Табби смотрит на меня, ее грудь неравномерно вздымается и опускается. Я чувствую исходящее от нее напряжение, ощущаю его тяжесть в ее теле, вижу, каких усилий ей стоит стоять неподвижно, когда всё внутри нее рвется наружу. Я узнаю это чувство, потому что сам испытывал его бесчисленное количество раз, во время бесчисленных миссий. С пистолетом в руке, пригнувшись, я прячусь за стеной в темноте и считаю вдохи, выжидая врага.
Что бы ни произошло между ними, она носит это в себе, как единственный выживший в битве, стоящий посреди поля, усеянного телами и залитого кровью.
Она говорит: — Единственное, что тебе нужно знать о Сёрене Киллгаарде, это то, что он умнее дьявола и далеко не так мил. Если ты покажешь хоть малейшую слабость, он воспользуется этим.
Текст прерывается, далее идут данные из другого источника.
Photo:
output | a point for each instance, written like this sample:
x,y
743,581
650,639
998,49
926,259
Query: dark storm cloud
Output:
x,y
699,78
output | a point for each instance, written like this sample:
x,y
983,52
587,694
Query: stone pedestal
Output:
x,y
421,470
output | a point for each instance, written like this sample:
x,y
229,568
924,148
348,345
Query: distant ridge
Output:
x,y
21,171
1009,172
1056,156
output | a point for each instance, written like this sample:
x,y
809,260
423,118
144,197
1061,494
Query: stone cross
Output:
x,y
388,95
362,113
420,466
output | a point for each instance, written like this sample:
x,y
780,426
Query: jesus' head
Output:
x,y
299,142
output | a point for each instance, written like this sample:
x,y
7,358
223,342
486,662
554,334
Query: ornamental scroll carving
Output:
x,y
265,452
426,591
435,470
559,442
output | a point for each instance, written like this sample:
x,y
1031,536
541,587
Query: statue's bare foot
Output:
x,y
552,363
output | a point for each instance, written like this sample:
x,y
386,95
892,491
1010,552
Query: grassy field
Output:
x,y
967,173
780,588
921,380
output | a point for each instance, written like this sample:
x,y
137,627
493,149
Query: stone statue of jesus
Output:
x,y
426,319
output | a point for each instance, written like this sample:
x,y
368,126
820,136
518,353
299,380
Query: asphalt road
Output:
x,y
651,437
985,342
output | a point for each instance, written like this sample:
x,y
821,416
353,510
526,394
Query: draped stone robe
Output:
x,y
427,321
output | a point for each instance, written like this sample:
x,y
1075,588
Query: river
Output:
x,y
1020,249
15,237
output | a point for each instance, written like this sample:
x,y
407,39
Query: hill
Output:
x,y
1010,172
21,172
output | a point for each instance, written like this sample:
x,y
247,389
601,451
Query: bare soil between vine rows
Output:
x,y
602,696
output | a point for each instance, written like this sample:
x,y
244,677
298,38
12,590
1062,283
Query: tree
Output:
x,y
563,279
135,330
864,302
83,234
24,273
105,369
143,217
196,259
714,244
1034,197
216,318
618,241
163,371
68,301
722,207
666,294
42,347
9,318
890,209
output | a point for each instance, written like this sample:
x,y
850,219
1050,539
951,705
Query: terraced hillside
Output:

Что бы ты ни думал о его конечной цели, ты ошибаешься. Он всегда будет на пять ходов впереди тебя, независимо от того, насколько хорошо ты все спланируешь, и есть только один способ поймать его.
— Какой?
Табби улыбается. От холодного прагматизма в ее улыбке у меня мурашки бегут по спине.
— Используя меня как приманку.
ШЕСТЬ
Коннор
Мы выезжаем в Лос-Анджелес в полночь. И следующие девятнадцать часов Табби со мной не разговаривает.
Мне комфортно в тишине, но ее молчание такое громкое, что просто кричит. Она в ярости из-за того поцелуя, но дело не только в этом. Я подозреваю, что еще больше ее злит своя реакция на мои поцелуи.
Ей это понравилось, из-за чего она ненавидит меня еще больше.
Женщины.
— Мы едем прямо в Лос-Анджелес?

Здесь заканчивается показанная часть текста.